Sono tutti ruoli da uomo duro i suoi, l’ambizioso e gradasso Eddy, ne Lo spaccone, l’arrogante ed egocentrico Hud in Hud il selvaggio, il recluso ribelle e ammirato dai compagni per il coraggio in Nick mano fredda, il fuorilegge e rapinatore in Butch Cassidy, ruoli dietro cui si nasconde la fragilità umana, la difficoltà di vivere inseriti, la solitudine e la prepotenza degli emarginati, che Paul Newman riesce sempre a far emergere nei suoi personaggi. Il 1973 è l’anno de La stangata di George Roy Hill, altro film memorabile, in cui Newman recita accanto a Robert Redford.

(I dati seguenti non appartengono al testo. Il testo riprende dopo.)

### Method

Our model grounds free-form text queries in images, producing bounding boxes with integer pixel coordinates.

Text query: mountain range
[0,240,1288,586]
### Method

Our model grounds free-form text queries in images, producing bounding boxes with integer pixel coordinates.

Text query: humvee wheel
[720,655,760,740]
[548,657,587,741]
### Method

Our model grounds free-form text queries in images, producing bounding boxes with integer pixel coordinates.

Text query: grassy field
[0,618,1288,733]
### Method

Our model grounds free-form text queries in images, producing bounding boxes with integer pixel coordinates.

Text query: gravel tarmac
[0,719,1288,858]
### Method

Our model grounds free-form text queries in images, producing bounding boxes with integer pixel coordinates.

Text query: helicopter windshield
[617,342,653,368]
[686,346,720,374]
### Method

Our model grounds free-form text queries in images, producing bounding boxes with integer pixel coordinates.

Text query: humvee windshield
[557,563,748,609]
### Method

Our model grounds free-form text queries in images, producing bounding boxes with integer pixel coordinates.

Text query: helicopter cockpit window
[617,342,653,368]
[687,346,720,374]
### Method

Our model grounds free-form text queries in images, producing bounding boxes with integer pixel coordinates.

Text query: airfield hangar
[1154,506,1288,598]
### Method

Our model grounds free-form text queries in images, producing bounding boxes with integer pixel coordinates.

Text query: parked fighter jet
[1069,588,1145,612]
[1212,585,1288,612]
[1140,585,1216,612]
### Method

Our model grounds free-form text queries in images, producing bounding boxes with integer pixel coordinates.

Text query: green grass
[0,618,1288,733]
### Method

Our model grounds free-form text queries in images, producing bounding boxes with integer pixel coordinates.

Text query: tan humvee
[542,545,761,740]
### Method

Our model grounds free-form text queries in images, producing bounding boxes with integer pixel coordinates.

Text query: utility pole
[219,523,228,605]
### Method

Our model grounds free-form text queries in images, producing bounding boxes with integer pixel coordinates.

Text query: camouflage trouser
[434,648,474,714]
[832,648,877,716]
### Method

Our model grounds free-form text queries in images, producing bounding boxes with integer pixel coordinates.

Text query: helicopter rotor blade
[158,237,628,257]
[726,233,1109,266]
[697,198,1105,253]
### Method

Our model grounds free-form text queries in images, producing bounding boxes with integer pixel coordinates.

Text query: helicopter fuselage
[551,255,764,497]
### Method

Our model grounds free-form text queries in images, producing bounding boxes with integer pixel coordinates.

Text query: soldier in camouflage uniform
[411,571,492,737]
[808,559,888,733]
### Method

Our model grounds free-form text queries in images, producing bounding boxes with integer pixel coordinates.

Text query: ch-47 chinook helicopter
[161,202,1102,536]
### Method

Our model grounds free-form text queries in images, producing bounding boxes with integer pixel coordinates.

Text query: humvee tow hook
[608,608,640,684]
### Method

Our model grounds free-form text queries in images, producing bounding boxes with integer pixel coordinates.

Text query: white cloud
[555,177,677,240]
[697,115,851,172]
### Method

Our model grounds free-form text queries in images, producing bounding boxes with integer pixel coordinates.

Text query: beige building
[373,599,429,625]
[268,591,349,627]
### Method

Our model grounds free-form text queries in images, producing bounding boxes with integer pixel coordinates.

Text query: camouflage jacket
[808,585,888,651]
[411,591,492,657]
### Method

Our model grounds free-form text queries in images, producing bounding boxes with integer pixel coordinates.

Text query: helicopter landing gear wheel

Una trama geniale, ricca di colpi di scena con molti attori di talento come Charles Durning, gli valgono 7 premi Oscar tra cui quello al miglior film. L’anno dopo è nel colossal L’inferno di cristallo diretto da John Guillermin con Steve McQueen ma anche William Holden, Fred Astaire, Jennifer Jones e nel 1979 in nel film di fantascienza Quintet diretto da Robert Altman.
Finalmente…gli Oscar
Dopo sette nominations per le sue interpretazioni nei film precedenti, finalmente, nel 1986 ottiene un Oscar onorario “per le sue molte e memorabili interpretazioni sullo schermo, per la sua integrità personale e per la sua dedizione all’arte”. L’anno dopo invece ottiene la statuetta come miglior attore protagonista per la sua interpretazione nel film di Martin Scorsese, Il Colore dei Soldi sequel, a venticinque anni di distanza, de Lo spaccone. Questa volta recita con Tom Cruise, alias Vincent Lauria talentuoso giocatore di biliardo che riecheggia le qualità di Eddy Lo svelto, qui ormai lontano dal tavolo da gioco e procacciatore di alcolici.
A Il Colore di soldi seguono altri film e altri premi: nel 1994 Newman veste i panni del cinico industriale in Mister Hula Hoop dei fratelli Coen e l’anno dopo vince l’Orso d’argento al Festival di Berlino per La vita a modo mio di Robert Benton. Qui, per l’interpretazione del carpentiere Donald “Sully” Sullivan, ancora una volta riceve la nomination all’Oscar senza aggiudicarselo, come accaduto spesso in passato in altri ruoli e come accadrà, ironia della sorte, nella sua ultima apparizione cinematografica. Nel 1999 è con Kevin Costner ne Le parole che non ti ho detto di Luis Mandoki, mentre l’anno seguente lo troviamo in Per amore… dei soldi di Marek Kanievska, ancora nel ruolo del “cattivo” ladro di banche. Come nel suo ultimo film: Era mio padre (2002) di Sam Mendes, in cui Newman è il boss irlandese John Rooney, per cui lavora il gangester Michael “Mike” Sullivan interpretato da Tom Hanks.
Newman’s Own: il grande cuore dell’attore Paul
Paul Newmann che al grande schermo abbina anche interpretazioni in varie serie tv, si impegna in diverse campagne umanitarie e insieme allo sceneggiatore A.E. Hotchner crea una catena alimentare no profit, la Newman’s Own, e dei centri ricreativi per ragazzi affetti da tumori e gravi malattie del sangue. Per la sua intensa attività, l’Academy’s Board of Governors nel 1994 gli assegna il premio umanitario Jean Hersholt (Jean Hersholt Humanitarian Award), una particolare categoria dei premi Oscar assegnata per contributi eccezionali a cause umanitarie. È la sua terza statuetta.